Bel effet de hasard objectif, une fois encore, avant de quitter ce blog. Qui me donne comme une note d'espoir en ce temps déprimant.
Du coup, je m'amuse à rechercher "ruisseau méandreux" sur Google. Les cinq premières réponses pointent toutes vers un extrait de Désiré Nisard :
Ce Désiré Nisard (1806-1888), politicien et écrivain bien oublié, a fait un retour récent en littérature grâce à Eric Chevillard. A vrai dire, il doit se retourner dans sa tombe, car le gaillard ne l'a pas épargné. Le titre du livre, publié en 2006, est sans ambiguïté : Démolir Nisard.
"Pour se connaître enfin soi-même, il n'est pas de meilleur moyen que de connaître bien son ennemi. Ordinairement, celui-ci ne fait pas mystère de sa personne : on ne voit et on n'entend que lui partout. Mais le narrateur de ce livre va devoir s'employer à débusquer le sien, mort en 1888 et oublié presque aussitôt. Désiré Nisard, critique littéraire académique et compassé, sermonneur versatile, n'en a pour autant pas fini de nuire. Il a pesé de tout son poids sur la trame légère des jours comptés à l'humanité. Il a contribué au malheur de celle-ci, aujourd'hui encore accru par les fatales conséquences de ses moindres opinions et petits gestes mesquins. Tout cela appelle une juste vengeance. Désiré Nisard doit disparaître. L'idéal serait qu'il n'ait jamais vécu. La plus infime trace de son existence sera effacée. Ce livre entend lui régler son compte une bonne fois."

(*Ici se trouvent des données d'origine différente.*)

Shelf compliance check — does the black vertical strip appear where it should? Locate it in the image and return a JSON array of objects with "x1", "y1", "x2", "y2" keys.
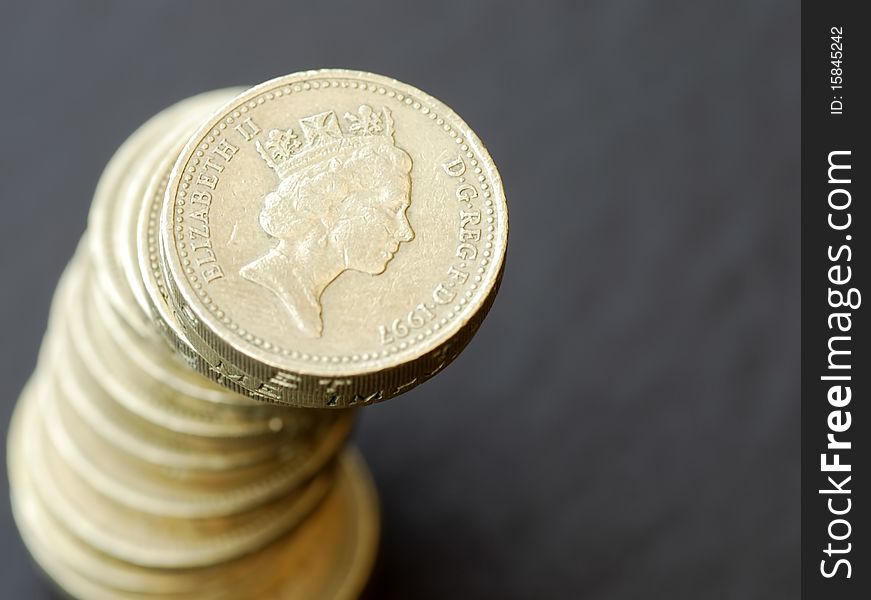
[{"x1": 801, "y1": 0, "x2": 871, "y2": 600}]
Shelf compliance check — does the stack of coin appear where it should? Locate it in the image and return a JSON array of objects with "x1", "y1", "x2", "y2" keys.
[{"x1": 8, "y1": 70, "x2": 507, "y2": 599}]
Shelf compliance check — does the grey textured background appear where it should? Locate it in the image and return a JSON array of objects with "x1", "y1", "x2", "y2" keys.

Il faut dire que ce Nisard en tenait pour la décadence des belles lettres, et il qualifiait les livres de Victor Hugo et de Dumas de "littérature facile" et de « débauches d’imaginations en délire, indignes d’occuper les esprits sérieux ». Polémiste ayant rejoint les rangs du pouvoir établi, carriériste sans égal, il devint inspecteur général et professeur d'éloquence française à la faculté de Paris. C'est là qu'il exposa sa théorie des deux morales "qui resta attachée à son nom. Il distingua la morale ordinaire, qui régit les actions des simples particuliers, et celle, plus large, applicable seulement aux princes, qui peuvent violer leurs serments, emprunter des millions sans les rendre, etc. Le chahut qui s’ensuivit trouva sa conclusion en correctionnelle, où plusieurs étudiants furent condamnés à de la prison, transformant une explosion de potaches en événement politique, et popularisant son sobriquet d'« homme à deux morales »."
Une théorie qui doit sans doute encore inspirer certains de nos dirigeants.
Finalement, nous revoilà plongé dans ce contraste positif-négatif cher à l'artiste. Le ruisseau méandreux rassemble et oppose tout à la fois l'homme admirable et stimulant, Paul Cox, et le littérateur abhorré, Désiré Nisard.